Gasoline fell on concern that Europe’s fiscal crisis is worsening as euro-area manufacturing contracted and Moody’s Investors Service cut the credit outlook for Germany.
Futures declined as Moody’s, after the U.S. market closed yesterday, said it cut Germany’s, the Netherlands’ and Luxembourg’s Aaa credit rating outlooks to negative, citing “rising uncertainty” about Europe’s debt crisis. Euro-area services and manufacturing output declined for a sixth month in July, adding to signs of a deepening economic slump.

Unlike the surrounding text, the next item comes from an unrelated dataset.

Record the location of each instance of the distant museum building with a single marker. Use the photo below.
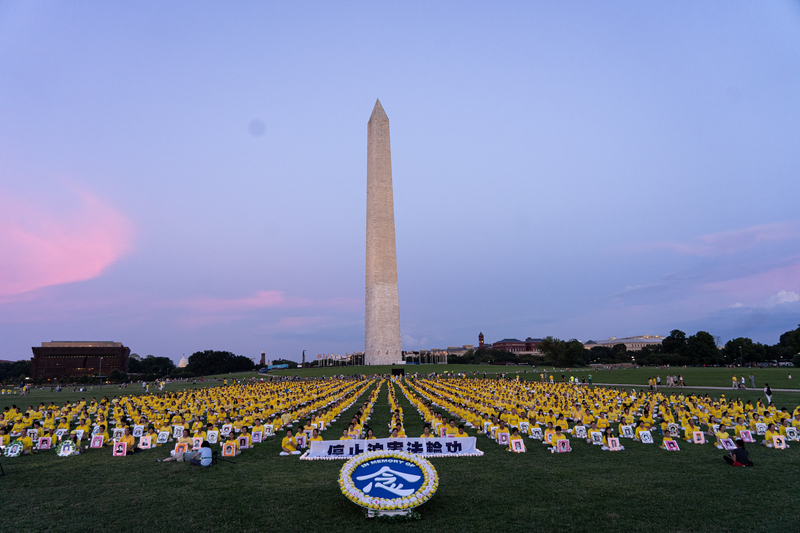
(59, 360)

“Their manufacturing number came in less than expected,” said Phil Flynn, senior market analyst at Price Futures Group in Chicago. “The situation in Europe continues to be bleak.”
August-delivery gasoline fell 2.05 cents, or 0.7 percent, to $2.8624 a gallon at 9:55 a.m. on the New York Mercantile Exchange. The more actively traded September contract lost 1.05 cents to $2.7533 a gallon.
Moody’s cited the risk that Greece will leave the 17-nation euro currency and the “increasing likelihood” of collective support for European countries such as Spain and Italy. A composite index based on a survey of purchasing managers in both industries in the region was unchanged at 46.4, the same level as in June, London-based Markit Economics said today in an initial estimate. A reading below 50 indicates contraction.
Futures pared losses after touching $2.8397 as the dollar narrowed gains against the euro and a gauge of U.S. manufacturing showed the sector still expanding while growth has slowed. The U.S. Preliminary Markit Purchasing Managers survey conducted by Markit showed a July reading of 51.8, down from 52.5 in June. A reading above 50 signals expansion.
The euro was down 0.1 percent against the dollar at 9:57 a.m. in New York after sinking as much as 0.3 percent. A stronger dollar reduces the appeal of commodities as an alternative investment.
“The euro is not down as much as it was,” said Dominick Chirichella, senior partner at the Energy Management Institute in New York. “For last three days in a row, prices have been strictly driven by Europe, the declining euro and rising dollar.”
August-delivery heating oil rose 0.15 cent to $2.8204 a gallon, after falling as low as $2.7968. The more actively traded September contract gained 0.25 cent to $2.8231.
Regular gasoline at the pump, averaged nationwide, increased 0.6 cent to $3.477 a gallon, according to AAA. Prices are the highest since June 19, and are down 12 percent from a year-to-date high of $3.936 on April 4.